NEW DELHI, 6 MARZO ’12 – Il giudice indiano di Kollam ha convertito il fermo di polizia e disposto 14 giorni di fermo giudiziario per i due fucilieri del San Marco, Massimiliano Latorre e Salvatore Girone, accusati di aver ucciso due pescatori indiani scambiandoli per pirati. L’increscioso fatto è accaduto il mese scorso quanto i due marò impiegati nella sicurezza della petroliera “Enrica Lexie” nelle acque del Mar Arabico, al largo dello Stato indiano del Kerala, avrebbero sparato contro i due pescatori, uccidendoli.
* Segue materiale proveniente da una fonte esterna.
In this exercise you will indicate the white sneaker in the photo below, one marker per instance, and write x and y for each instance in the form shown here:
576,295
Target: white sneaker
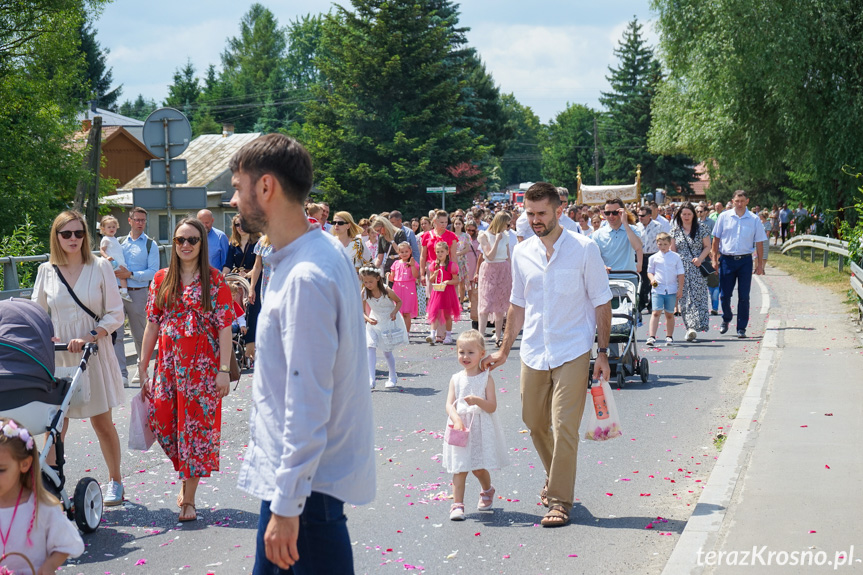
114,494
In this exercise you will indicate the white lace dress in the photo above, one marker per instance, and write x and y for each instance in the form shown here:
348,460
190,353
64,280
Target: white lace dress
381,308
485,448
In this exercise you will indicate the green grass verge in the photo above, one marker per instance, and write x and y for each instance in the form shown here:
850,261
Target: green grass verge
814,273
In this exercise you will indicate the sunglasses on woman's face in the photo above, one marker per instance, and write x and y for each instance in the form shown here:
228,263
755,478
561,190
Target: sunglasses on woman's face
180,240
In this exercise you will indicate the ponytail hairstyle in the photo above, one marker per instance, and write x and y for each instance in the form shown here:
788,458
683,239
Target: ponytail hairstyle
372,272
21,446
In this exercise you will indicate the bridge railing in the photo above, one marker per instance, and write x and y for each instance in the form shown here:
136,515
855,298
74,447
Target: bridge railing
829,246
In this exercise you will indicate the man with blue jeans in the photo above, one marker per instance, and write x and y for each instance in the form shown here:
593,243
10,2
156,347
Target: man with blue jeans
737,234
312,439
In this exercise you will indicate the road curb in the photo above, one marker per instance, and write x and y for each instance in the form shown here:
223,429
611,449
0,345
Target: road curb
710,512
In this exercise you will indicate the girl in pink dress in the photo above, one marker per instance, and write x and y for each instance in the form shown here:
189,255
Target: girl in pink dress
403,276
443,306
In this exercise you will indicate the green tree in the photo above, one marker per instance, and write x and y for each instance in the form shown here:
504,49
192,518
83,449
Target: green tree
41,71
522,160
98,76
388,123
184,92
253,68
633,86
568,144
766,89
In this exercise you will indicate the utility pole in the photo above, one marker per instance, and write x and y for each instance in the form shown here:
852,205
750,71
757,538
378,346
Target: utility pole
595,151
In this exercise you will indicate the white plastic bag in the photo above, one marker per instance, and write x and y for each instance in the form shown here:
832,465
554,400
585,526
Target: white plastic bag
141,437
603,422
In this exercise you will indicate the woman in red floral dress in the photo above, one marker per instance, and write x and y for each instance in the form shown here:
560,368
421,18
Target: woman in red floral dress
190,314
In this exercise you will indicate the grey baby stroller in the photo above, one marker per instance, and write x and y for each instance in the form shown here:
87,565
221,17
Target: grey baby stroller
37,394
623,349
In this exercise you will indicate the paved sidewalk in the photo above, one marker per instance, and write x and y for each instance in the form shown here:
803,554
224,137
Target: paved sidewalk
789,481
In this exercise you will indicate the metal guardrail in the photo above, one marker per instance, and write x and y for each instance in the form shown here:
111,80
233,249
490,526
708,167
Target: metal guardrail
11,283
828,246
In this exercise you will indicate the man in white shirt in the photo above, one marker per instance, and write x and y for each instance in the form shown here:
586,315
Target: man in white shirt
312,438
523,228
560,296
737,234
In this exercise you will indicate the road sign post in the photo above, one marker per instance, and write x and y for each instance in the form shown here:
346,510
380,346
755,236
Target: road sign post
443,191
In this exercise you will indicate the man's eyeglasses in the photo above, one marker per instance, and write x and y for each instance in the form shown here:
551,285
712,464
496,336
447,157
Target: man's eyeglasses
180,240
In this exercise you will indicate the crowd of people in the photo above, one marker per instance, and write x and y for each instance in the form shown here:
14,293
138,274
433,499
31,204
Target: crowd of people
325,296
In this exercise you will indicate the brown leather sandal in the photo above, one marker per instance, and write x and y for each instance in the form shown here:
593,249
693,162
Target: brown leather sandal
557,516
184,512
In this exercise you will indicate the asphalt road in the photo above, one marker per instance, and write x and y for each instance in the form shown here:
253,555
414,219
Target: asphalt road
655,470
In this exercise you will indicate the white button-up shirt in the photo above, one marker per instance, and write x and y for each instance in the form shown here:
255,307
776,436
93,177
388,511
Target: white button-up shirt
311,423
738,234
559,297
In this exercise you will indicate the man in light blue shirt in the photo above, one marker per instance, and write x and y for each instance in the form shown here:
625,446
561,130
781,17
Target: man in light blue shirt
312,438
142,263
217,241
738,234
618,243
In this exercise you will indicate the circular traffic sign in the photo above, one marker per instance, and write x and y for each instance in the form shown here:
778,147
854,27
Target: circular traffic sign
179,132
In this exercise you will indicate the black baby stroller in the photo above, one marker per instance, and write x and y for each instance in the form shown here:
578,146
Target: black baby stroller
623,349
236,281
37,395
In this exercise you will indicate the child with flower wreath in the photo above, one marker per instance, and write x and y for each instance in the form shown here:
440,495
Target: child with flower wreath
32,522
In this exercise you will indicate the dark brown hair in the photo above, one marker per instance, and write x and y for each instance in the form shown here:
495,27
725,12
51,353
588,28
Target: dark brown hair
282,157
543,191
171,287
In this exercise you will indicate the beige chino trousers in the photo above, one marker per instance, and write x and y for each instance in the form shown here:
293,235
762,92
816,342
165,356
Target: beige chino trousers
552,405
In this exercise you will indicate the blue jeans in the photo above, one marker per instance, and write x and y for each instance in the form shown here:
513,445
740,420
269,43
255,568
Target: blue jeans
732,271
323,543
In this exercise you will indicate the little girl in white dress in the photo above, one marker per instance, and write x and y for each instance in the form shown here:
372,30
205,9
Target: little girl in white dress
385,326
471,405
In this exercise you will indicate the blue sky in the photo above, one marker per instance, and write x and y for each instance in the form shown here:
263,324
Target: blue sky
546,52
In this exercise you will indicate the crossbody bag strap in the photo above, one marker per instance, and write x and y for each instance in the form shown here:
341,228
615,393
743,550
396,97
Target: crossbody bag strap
75,297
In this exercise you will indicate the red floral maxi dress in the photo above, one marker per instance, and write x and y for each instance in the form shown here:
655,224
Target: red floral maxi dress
186,411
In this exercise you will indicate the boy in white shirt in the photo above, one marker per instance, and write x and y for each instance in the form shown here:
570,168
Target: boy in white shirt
112,250
663,268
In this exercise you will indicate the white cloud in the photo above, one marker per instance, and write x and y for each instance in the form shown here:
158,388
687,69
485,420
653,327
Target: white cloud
547,67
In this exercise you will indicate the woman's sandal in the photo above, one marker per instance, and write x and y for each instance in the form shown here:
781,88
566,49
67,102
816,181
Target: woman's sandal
486,499
557,516
181,495
183,513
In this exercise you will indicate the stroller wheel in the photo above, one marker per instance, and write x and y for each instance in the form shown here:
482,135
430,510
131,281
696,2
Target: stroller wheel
88,504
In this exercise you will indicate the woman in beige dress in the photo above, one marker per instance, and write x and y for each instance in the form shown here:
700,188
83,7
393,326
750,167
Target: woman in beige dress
94,284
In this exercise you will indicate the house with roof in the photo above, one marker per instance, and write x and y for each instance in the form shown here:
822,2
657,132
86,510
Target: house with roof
207,160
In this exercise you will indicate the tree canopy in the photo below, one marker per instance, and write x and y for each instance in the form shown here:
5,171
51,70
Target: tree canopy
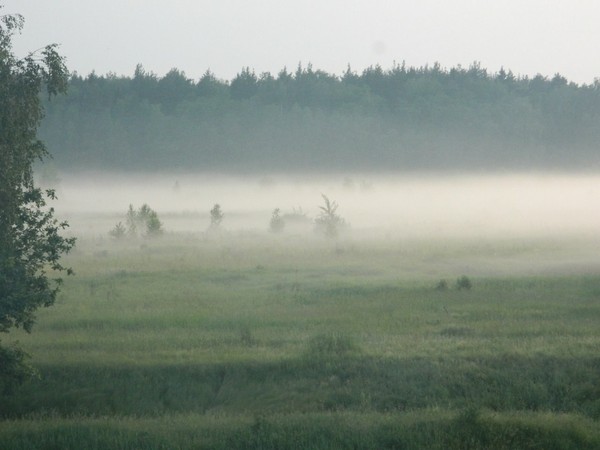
31,245
384,119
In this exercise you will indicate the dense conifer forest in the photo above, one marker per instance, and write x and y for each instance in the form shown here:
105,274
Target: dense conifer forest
402,118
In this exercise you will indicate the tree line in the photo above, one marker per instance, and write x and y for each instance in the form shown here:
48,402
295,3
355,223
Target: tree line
394,119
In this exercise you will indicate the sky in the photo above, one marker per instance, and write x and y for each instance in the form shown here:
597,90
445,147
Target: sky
526,36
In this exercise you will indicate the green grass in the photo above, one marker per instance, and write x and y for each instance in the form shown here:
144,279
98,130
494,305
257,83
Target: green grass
263,342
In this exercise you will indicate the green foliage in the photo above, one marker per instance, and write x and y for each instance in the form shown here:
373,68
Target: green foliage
216,217
119,231
31,244
463,282
276,224
285,344
329,222
394,119
143,221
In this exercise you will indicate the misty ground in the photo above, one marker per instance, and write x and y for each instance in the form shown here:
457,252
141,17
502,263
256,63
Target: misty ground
251,339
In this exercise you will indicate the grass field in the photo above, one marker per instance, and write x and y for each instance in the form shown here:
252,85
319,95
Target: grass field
260,341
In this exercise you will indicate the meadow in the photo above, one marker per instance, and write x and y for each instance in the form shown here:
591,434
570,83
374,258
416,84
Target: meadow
248,339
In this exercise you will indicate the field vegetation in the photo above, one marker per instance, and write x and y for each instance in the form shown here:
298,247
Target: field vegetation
287,340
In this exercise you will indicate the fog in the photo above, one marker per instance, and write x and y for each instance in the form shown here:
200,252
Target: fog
412,206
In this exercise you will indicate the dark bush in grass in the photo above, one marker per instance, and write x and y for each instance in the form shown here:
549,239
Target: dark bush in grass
463,282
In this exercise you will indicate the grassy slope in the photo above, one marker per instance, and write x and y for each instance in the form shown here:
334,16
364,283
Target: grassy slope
276,343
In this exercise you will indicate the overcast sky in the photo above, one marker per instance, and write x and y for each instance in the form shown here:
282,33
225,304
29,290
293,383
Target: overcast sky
526,36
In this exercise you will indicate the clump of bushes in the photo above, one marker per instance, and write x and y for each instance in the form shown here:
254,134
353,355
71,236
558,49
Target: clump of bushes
463,282
216,217
277,224
141,222
329,222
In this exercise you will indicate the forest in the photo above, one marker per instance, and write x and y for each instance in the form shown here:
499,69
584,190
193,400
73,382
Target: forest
397,119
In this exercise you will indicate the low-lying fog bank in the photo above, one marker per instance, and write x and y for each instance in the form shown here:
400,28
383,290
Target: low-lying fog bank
511,205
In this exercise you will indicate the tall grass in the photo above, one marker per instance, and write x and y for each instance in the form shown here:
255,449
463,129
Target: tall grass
185,343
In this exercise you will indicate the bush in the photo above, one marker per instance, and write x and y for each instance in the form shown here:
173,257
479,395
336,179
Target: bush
463,283
277,224
144,220
329,221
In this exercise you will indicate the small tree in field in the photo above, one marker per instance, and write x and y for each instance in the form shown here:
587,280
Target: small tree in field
144,220
216,217
277,224
329,222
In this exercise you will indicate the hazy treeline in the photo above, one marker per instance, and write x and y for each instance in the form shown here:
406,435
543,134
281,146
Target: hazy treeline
398,118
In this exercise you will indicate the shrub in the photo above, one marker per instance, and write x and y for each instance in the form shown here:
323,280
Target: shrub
329,221
277,224
216,217
145,218
463,282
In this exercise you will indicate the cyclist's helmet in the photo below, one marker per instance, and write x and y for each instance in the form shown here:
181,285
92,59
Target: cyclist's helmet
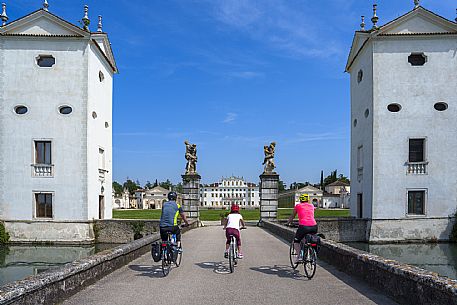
172,196
235,208
304,198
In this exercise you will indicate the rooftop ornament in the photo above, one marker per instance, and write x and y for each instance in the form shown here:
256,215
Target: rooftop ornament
375,17
362,25
86,20
3,16
100,25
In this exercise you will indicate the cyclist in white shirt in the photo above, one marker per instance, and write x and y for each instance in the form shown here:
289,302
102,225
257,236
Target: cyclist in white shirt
232,227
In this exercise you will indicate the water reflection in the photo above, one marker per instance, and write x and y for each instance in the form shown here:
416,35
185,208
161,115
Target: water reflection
439,258
19,262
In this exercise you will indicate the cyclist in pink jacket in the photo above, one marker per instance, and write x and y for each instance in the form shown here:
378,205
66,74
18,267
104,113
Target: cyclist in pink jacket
306,222
232,227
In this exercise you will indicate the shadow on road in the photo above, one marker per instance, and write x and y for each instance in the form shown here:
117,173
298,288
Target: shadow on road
147,270
281,271
217,267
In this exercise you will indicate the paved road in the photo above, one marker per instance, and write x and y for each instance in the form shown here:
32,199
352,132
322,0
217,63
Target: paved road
262,277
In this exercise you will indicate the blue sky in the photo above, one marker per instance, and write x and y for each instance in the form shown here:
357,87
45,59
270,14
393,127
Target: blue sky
230,76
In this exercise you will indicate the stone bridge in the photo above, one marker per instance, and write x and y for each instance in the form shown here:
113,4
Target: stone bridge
262,277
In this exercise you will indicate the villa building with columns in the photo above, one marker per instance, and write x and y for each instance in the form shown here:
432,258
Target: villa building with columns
403,84
56,85
228,191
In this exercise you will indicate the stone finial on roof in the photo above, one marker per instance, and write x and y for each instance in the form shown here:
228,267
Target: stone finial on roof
3,16
375,18
86,20
100,25
362,25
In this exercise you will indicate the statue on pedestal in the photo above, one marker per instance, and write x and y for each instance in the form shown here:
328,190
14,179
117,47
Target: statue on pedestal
191,157
269,162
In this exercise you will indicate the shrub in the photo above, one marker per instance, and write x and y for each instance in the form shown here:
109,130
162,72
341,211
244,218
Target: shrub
4,236
453,236
137,227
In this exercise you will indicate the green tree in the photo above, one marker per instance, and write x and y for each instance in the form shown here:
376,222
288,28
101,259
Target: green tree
330,178
343,178
117,188
297,185
167,184
131,186
148,185
178,187
281,186
322,180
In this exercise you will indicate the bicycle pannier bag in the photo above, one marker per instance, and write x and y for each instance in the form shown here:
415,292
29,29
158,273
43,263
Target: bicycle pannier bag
156,252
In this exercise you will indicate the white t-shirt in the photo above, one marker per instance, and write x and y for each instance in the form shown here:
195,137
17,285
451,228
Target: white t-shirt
233,220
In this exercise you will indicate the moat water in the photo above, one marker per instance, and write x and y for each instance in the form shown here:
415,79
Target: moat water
440,258
19,262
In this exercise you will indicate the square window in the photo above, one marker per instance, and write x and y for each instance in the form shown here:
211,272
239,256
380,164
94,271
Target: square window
416,202
43,205
416,150
45,61
43,152
417,59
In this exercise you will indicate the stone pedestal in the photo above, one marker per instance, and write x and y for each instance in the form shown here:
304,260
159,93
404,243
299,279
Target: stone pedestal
191,195
269,191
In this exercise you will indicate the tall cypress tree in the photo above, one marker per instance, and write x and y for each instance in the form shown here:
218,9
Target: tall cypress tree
322,180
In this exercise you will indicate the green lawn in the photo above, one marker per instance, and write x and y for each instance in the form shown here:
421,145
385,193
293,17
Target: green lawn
209,215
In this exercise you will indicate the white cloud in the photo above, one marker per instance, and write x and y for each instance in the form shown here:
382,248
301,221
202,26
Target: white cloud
292,28
230,117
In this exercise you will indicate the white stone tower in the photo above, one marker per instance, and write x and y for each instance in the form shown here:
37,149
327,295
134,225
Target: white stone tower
403,125
55,127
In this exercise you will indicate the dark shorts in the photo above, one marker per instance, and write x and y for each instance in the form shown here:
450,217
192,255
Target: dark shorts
234,232
302,231
173,230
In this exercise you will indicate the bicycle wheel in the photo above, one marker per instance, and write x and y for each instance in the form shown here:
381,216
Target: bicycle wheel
179,256
310,262
293,255
166,265
232,257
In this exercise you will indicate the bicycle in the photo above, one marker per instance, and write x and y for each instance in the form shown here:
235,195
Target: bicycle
307,256
233,252
171,253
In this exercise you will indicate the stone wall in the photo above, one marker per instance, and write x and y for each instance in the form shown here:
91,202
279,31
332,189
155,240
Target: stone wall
404,283
116,231
122,230
415,229
55,285
342,229
63,232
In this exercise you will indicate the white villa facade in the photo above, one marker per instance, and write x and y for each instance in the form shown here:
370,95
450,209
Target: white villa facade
403,126
56,86
231,190
151,198
289,198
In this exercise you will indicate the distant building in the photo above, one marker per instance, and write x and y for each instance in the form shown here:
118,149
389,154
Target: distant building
403,122
231,190
56,89
151,198
124,201
338,187
289,198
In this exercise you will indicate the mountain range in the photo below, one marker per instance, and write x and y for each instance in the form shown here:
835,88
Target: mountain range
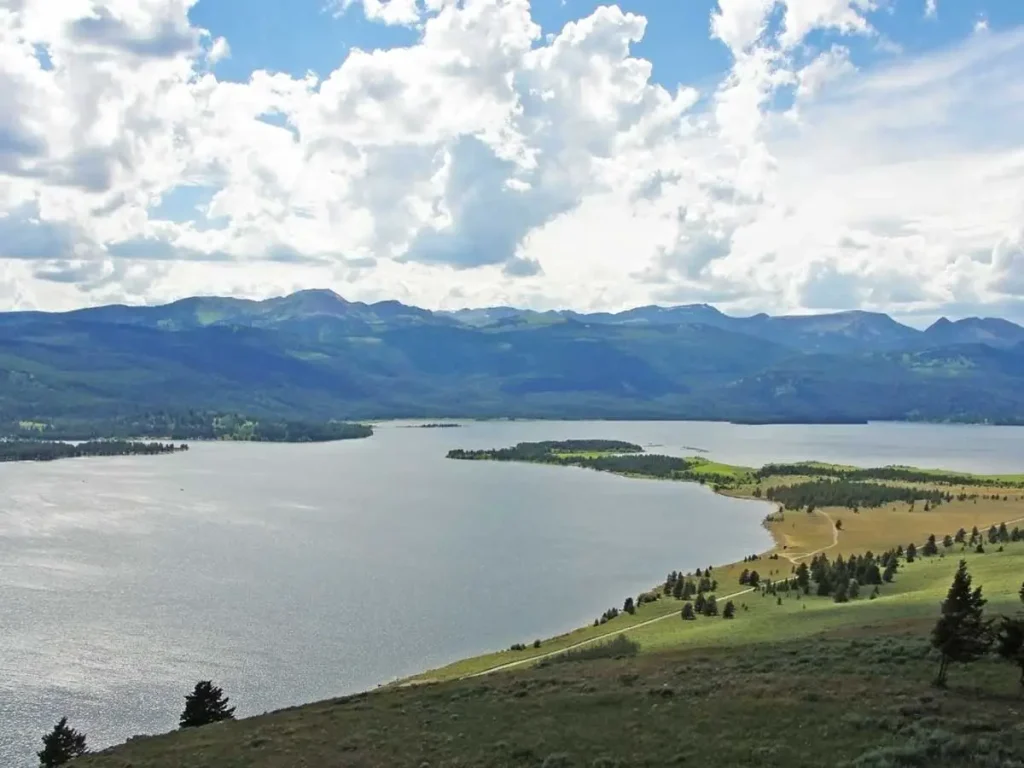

Secondo la stampa indiana l’alto funzionario dello stato indiano del Kerala, Oommen Chandy, avrebbe detto che nei confronti dei due marò esistono prove incontrovertibili e che non ci sarà indulgenza. Stando sempre alle fonti del posto, il giudice di Kollam avrebbe chiesto per i due italiani un trattamento differenziato, si parla ad esempio di cibo italiano messo a loro disposizione, e lasciato alla polizia e alla direzione generale delle prigioni la libertà di disporre della custodia in forma diversa (i legali dei due militari, infatti, avevano chiesto una residenza esterna al carcere e sarà il direttore responsabile delle prigioni a prendere eventualmente la decisione una volta sentito il governo dello Stato). Deciso quindi il trasferimento di Massimiliano Latorre e Salvatore Girone in custodia giudiziaria nel carcere di Trivandrum con effetto immediato, anche se la corte ha stabilito che i due non siano alloggiati con gli altri detenuti, che sia garantita loro l’assistenza medica e a possibilità di interagire con visitatori italiani ogni giorno per tre ore. La Farnesina è intervenuta sulla questione esprimendo “vivissima preoccupazione” e definito “inaccettabili” le misure decise dal tribunale di Kollam, sottolineando la sensibilità delle autorità italiane, delle famiglie e dell’opinione pubblica, sull’argomento e chiedendo il massimo sforzo per garantire ai militari italiani “strutture e condizioni di permanenza idonee”.